はがき随筆・鹿児島

はがき随筆ブログにようこそ!毎日新聞西部本社の各地方版に毎朝掲載される
「はがき随筆」は252文字のミニエッセイです。

はがき随筆11月度

2021-12-27 21:30:58 | 受賞作品
 はがき随筆11月度の受賞者は次の皆さんでした。(敬称略)
【月間賞】21日「親捨て」近藤安則=鹿児島県湧水町
【佳作】6日「美しい言ノ葉」永井ミツ子=宮崎県日南市
▽27日「今は分かる」山下秀雄=鹿児島県出水市
 6日「難解なカタカナ語」増永陽=熊本市中央区

「親捨て」は、95歳で亡くなった母親を、病院や介護施設に預けてしまった自分の行為に自責の念が消えなかったが、最近になってようやく自分を許す気になった、という内容です。この内容は時々随筆の素材になります。それだけ、このことに悩んでおいでの方が多いということでしょう。この文章は、老母の性格や老いの状況など、普段なら書きたくないことを、客観的に淡々と書かれていることが魅力になっています。そのことは自分の「親捨て」の自責の念についても同様で、そのために文末の「自分を許す」心境も引き立っています。

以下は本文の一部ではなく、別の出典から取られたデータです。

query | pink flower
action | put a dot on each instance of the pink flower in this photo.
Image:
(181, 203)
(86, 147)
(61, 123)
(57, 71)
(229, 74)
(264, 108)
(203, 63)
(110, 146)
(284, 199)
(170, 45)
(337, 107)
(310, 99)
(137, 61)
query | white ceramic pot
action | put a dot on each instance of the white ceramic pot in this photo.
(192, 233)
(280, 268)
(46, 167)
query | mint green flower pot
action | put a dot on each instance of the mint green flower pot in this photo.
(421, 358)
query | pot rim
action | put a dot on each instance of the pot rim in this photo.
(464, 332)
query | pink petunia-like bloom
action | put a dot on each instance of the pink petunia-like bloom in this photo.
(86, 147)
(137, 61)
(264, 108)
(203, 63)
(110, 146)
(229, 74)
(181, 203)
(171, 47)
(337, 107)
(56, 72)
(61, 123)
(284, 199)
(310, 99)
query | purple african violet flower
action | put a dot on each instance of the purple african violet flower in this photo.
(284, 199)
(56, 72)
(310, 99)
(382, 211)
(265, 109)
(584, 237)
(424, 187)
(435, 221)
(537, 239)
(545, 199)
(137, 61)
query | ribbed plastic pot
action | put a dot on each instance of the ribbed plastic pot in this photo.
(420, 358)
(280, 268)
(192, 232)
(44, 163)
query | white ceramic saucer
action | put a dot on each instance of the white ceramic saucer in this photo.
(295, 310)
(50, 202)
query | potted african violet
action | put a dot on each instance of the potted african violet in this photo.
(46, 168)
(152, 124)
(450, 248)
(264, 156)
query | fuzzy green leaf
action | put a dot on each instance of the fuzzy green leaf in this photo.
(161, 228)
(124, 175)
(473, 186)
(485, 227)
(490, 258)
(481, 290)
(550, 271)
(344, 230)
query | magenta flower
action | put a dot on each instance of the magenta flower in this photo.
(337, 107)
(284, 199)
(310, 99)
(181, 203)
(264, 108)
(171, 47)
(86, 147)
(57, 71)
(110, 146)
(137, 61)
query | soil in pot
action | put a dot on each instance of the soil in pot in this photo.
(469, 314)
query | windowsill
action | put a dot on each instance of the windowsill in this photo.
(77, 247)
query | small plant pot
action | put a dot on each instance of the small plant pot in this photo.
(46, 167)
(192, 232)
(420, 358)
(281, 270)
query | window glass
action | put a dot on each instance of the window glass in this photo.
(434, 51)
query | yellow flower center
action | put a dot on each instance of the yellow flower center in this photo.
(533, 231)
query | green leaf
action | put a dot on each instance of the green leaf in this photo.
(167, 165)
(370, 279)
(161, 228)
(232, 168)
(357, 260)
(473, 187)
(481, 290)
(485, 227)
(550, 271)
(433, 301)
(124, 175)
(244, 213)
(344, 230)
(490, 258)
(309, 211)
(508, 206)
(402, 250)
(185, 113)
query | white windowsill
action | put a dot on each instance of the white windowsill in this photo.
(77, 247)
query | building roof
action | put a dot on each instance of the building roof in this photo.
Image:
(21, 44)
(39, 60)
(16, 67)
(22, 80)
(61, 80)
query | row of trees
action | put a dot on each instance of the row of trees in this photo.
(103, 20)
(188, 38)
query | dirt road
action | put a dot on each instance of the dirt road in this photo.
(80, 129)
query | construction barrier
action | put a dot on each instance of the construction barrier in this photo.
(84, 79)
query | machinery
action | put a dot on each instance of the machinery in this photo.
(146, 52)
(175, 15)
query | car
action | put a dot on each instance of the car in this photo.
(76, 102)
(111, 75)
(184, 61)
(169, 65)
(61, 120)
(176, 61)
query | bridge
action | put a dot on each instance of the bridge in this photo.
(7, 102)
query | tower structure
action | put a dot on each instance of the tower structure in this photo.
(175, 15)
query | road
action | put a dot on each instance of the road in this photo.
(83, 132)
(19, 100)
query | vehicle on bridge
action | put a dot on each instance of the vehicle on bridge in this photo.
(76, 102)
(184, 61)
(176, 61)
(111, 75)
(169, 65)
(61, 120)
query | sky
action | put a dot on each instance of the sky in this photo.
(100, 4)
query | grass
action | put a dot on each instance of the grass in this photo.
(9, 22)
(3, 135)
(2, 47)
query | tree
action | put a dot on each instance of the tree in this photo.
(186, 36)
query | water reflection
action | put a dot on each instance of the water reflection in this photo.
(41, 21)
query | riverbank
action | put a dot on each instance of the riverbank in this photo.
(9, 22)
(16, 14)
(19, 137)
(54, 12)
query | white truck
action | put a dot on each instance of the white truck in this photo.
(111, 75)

 「美しい言ノ葉」は「お福分け」という言葉を例に、言葉の持つ魅力や不思議な力についての感想が述べられています。結びの「季節の変わり目、お身体おいといくださいね」という美しい言葉でのあいさつには、こういう遊び心というか、さらりと美しい言葉を使えるのには感心しました。

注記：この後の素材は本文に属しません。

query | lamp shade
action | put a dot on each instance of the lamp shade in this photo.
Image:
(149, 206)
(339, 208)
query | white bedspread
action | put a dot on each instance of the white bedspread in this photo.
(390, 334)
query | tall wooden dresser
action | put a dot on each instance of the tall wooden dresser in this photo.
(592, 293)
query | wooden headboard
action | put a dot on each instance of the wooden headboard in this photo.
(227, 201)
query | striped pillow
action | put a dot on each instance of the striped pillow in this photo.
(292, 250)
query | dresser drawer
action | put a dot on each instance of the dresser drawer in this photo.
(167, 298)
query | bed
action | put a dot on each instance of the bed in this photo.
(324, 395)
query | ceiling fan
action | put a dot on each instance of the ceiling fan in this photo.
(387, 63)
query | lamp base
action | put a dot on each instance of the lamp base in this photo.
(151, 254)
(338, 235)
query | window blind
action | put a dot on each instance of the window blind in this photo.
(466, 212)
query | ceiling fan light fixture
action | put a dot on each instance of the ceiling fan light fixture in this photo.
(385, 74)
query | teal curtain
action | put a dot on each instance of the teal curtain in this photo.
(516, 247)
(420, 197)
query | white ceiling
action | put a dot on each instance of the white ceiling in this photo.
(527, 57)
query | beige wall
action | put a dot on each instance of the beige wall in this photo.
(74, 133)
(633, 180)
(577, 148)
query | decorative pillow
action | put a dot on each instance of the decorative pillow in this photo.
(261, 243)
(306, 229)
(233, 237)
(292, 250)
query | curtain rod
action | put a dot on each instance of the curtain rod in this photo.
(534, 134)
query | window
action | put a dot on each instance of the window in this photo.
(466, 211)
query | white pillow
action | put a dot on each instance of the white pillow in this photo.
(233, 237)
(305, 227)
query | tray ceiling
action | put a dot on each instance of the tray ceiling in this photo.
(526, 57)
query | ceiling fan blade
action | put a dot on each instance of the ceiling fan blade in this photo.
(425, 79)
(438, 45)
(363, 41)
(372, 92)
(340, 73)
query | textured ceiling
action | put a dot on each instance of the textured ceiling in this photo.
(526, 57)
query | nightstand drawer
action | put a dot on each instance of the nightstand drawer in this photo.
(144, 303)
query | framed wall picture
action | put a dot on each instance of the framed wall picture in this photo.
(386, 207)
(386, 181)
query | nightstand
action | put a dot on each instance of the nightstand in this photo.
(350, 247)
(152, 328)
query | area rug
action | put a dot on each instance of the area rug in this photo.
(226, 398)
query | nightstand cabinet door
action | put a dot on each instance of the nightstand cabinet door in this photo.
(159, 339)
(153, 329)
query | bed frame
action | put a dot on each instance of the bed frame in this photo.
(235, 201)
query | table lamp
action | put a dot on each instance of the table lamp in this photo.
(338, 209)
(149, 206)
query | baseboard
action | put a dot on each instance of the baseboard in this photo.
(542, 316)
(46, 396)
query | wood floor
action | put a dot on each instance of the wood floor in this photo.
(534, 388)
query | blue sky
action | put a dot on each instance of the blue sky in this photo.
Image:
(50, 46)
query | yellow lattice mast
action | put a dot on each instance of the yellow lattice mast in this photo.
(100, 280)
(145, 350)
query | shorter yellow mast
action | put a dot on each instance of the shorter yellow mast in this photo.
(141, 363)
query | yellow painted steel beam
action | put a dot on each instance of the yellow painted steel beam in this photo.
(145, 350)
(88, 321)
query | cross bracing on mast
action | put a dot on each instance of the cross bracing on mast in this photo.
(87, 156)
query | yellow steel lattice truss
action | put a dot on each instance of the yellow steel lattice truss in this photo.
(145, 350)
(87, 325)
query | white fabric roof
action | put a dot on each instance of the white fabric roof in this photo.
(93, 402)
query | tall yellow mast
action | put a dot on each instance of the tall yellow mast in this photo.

 「今は分かる」は、中学生の時は分からなかった先生の魅力が、今は分かるようになったという気持ちの変化が書かれています。夕方忘れ物を取りに行ったら、教頭先生が戸締りをしていた。それを大変だとは言わず、楽しみながらしていると言われた。この先生は、花壇の水やりも、花たちが嬉しそうでね、と言われる。その時は変な人としか思わなかった。筆者の心の豊かさへの成長を直接には言わず、先生の描写ですべてを語っているところが優れた文章になっています。

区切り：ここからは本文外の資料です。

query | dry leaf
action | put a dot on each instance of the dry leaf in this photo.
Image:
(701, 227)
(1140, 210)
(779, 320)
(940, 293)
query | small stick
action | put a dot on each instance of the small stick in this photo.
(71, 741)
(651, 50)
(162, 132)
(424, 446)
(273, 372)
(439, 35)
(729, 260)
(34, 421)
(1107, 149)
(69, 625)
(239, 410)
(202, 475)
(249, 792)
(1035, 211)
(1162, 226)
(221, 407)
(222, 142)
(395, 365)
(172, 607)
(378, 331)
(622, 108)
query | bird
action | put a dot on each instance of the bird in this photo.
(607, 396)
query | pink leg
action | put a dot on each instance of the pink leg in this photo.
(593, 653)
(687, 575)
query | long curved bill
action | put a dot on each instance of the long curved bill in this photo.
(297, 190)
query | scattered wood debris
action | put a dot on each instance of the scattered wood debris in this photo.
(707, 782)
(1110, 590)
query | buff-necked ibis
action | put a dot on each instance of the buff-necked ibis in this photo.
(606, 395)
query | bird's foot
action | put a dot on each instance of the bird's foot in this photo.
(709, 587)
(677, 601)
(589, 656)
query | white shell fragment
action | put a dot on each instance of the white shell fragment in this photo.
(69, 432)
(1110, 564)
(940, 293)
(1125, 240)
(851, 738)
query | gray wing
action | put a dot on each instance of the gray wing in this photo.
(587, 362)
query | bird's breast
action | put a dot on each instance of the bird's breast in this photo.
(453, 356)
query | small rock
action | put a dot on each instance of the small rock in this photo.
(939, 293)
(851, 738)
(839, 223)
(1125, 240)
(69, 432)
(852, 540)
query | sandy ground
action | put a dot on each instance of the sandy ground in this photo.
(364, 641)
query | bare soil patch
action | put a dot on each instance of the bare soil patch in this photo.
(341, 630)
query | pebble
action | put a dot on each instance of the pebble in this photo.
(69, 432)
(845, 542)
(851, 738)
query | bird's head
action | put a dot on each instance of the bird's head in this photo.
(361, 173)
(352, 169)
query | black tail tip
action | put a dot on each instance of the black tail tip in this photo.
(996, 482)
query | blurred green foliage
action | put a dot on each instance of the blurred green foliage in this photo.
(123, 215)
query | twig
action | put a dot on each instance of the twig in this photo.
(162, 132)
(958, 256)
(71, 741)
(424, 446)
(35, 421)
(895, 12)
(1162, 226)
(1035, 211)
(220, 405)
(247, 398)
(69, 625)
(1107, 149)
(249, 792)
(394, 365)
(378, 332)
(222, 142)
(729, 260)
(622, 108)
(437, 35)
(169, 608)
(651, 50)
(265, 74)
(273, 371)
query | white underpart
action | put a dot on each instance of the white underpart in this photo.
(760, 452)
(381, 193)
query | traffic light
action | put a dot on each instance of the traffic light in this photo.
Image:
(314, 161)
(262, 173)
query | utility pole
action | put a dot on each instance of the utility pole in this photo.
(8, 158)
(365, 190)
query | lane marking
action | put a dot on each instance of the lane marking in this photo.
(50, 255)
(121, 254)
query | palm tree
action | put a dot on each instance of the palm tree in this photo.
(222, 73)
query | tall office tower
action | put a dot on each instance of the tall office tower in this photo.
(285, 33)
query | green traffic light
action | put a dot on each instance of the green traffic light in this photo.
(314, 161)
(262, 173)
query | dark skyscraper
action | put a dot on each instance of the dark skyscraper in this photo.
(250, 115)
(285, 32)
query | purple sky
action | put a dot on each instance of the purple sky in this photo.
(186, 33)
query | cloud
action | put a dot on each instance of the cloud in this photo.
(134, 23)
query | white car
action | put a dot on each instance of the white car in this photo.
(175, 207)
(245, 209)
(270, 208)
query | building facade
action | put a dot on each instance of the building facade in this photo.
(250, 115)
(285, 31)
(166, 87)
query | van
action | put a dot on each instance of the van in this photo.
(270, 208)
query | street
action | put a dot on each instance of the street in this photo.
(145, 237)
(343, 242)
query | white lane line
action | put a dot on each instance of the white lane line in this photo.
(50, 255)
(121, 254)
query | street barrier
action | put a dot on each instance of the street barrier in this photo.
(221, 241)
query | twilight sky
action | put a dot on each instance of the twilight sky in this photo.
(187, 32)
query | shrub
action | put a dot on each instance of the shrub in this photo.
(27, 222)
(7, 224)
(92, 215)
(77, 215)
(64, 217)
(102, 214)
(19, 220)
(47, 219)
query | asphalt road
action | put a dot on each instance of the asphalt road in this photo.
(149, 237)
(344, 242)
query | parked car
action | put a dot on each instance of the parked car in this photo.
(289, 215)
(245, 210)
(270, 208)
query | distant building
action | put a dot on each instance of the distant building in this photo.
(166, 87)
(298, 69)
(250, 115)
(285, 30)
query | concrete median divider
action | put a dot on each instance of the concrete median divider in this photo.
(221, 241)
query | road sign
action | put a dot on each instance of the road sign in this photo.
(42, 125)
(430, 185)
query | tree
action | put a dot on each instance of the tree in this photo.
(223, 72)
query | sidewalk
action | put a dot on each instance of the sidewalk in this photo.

 「難解なカタカナ語」は、カタカナ外来語の氾濫に怒っておいでの文章です。ブレークスルーは辞書では「(科学的な発明による)飛躍的な前進」とあった。そういえば、生命科学ブレークスルー賞というものがあった。コロナ禍も分る日本語で説明しろ、というお気持ちのようです。私も大賛成で、私の経験では英語をしゃべれる人は、やたらとカタカナ英語を使わないようです。